Upon the Chinese recapture of Xinjiang in 1878, multiple types of provisional cash were cast.  This was probably the first.   Copies of some ordinary eastern cash were ordered.  It was not random.  A matched set of Board of Revenue, and Works was produced.  The date of the ones copied was about 1750.  This is Board of Works.  Subsequently it was ordered they should have a crescent on the reverse to distinguish from eastern cash.  img063.jpgimg072.jpg

JMP

#1
Waw! One should know already history of Chinese coins very well to judge this coin right.
A young collectioner would think: Okay, Qian Long - board of works, one of the many.
Yes, the specimen has a special look but even here one has to know the moon is there, because it is difficult to distinguish.
Not that I expect quickly to fall on some of these, but nevertheless good to know they exist!

bgriff99

Quote from: JMP on December 13, 2023, 11:22:16 AMWaw! One should know already history of Chinese coins very well to judge this coin right.
A young collectioner would think: Okay, Qian Long - board of works, one of the many.
Yes, the specimen has a special look but even here one has to know the moon is there, because it is difficult to distinguish.
Not that I expect quickly to fall on some of these, but nevertheless good to know they exist!
This doesn't have the reverse crescent.   Before posting I had to double check that against a full catalog of all Xinjiang varieties.  What this does have is a big casting sprue in the wrong position for a regular cash, which is always one of the 45 degree points. 

Re young collectors, cash coins have become a problem situation with so many fakes, and of those many are just flea-market copies.   I have people of long experience including dealers, tap me for opinions on genuineness, and attribution.  Just reading the inscription is not enough. 
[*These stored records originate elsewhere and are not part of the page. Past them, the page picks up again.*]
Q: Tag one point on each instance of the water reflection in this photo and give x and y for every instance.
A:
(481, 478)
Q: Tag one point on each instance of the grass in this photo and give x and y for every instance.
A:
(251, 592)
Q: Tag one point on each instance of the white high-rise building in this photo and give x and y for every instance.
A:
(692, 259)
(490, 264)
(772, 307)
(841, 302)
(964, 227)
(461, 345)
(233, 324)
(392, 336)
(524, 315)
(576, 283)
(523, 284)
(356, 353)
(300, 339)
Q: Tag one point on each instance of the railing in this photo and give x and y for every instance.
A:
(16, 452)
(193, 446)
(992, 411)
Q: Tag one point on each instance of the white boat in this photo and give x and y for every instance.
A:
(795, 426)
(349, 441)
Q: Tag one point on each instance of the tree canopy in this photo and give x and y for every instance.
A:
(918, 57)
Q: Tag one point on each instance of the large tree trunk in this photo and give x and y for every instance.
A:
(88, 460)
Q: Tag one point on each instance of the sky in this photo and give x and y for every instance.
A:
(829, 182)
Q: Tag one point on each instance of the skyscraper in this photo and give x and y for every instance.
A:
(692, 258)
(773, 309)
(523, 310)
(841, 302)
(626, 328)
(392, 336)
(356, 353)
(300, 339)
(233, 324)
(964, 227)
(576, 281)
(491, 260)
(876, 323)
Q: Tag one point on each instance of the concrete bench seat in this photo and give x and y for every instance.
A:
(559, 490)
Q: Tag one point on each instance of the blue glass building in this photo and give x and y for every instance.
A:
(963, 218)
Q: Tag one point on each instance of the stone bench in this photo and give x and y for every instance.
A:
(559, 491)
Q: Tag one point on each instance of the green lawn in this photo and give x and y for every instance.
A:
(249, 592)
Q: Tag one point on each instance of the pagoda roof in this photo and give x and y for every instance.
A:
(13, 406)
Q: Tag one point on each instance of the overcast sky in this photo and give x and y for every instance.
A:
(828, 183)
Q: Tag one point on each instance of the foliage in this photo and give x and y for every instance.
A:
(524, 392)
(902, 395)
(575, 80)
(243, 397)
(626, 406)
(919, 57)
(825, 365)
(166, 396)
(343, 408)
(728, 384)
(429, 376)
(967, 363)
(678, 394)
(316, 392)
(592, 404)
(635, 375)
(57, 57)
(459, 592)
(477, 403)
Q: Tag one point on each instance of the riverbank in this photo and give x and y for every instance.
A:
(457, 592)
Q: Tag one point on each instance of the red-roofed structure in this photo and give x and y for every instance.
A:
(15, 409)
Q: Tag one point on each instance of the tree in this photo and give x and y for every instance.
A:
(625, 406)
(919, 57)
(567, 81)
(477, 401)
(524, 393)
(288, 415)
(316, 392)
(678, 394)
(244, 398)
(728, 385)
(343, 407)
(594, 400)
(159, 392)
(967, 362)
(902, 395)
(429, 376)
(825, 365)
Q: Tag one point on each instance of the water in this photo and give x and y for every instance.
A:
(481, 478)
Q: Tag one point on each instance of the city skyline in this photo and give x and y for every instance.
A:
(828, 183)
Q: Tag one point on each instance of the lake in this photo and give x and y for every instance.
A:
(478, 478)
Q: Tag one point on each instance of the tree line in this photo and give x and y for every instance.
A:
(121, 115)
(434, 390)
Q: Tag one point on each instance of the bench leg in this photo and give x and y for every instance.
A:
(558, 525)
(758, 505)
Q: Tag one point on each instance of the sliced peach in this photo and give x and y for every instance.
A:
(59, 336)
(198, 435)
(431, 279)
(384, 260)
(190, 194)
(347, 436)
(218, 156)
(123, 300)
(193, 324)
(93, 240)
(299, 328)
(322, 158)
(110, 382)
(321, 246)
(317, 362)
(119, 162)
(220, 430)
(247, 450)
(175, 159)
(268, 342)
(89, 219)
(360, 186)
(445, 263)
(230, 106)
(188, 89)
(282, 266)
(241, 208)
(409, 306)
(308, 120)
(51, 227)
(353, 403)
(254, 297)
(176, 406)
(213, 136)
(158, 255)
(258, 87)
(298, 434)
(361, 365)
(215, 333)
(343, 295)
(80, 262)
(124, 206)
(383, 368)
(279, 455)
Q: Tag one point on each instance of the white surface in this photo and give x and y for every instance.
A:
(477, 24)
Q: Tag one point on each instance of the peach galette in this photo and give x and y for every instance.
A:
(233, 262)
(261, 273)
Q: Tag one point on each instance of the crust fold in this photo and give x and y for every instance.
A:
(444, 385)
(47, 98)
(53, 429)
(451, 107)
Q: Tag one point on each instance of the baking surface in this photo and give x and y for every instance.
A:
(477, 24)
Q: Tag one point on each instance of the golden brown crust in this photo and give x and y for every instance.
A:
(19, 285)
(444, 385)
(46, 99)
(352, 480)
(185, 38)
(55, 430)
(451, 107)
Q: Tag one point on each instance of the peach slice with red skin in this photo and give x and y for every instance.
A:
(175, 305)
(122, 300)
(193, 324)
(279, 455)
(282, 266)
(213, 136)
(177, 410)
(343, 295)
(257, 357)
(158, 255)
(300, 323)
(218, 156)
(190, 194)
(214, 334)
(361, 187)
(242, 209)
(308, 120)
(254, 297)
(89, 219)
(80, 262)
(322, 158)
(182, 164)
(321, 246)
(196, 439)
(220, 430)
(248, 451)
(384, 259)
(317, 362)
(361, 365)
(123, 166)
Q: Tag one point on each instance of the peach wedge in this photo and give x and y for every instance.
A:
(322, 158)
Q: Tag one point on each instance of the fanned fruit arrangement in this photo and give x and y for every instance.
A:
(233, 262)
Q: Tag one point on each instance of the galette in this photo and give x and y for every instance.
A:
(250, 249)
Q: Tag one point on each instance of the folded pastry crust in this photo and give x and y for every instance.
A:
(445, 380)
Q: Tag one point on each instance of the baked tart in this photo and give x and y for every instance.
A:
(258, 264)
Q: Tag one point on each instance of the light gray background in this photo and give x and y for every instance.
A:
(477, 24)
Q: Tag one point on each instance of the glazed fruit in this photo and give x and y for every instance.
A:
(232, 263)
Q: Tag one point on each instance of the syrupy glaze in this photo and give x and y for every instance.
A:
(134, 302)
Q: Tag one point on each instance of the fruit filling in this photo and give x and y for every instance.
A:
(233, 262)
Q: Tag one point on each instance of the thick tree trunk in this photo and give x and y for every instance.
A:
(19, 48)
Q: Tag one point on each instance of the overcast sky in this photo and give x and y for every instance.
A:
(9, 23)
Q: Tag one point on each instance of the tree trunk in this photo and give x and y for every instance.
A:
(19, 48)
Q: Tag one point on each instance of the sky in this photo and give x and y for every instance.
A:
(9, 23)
Because cash are usually collected as type coins, where the type has many varieties, anything goes if not knowing better.   In Japan, it was the 1970's that catalogs for every type variety became the norm.  For Chinese cash, at the same time was Werner Burger for Qing, and soon after, detailed works in China.   Everything keeps getting more complicated.   I grew up with it.   For new collectors it is rough. I got killed with fakes of Vietnam before seeing good Japanese books.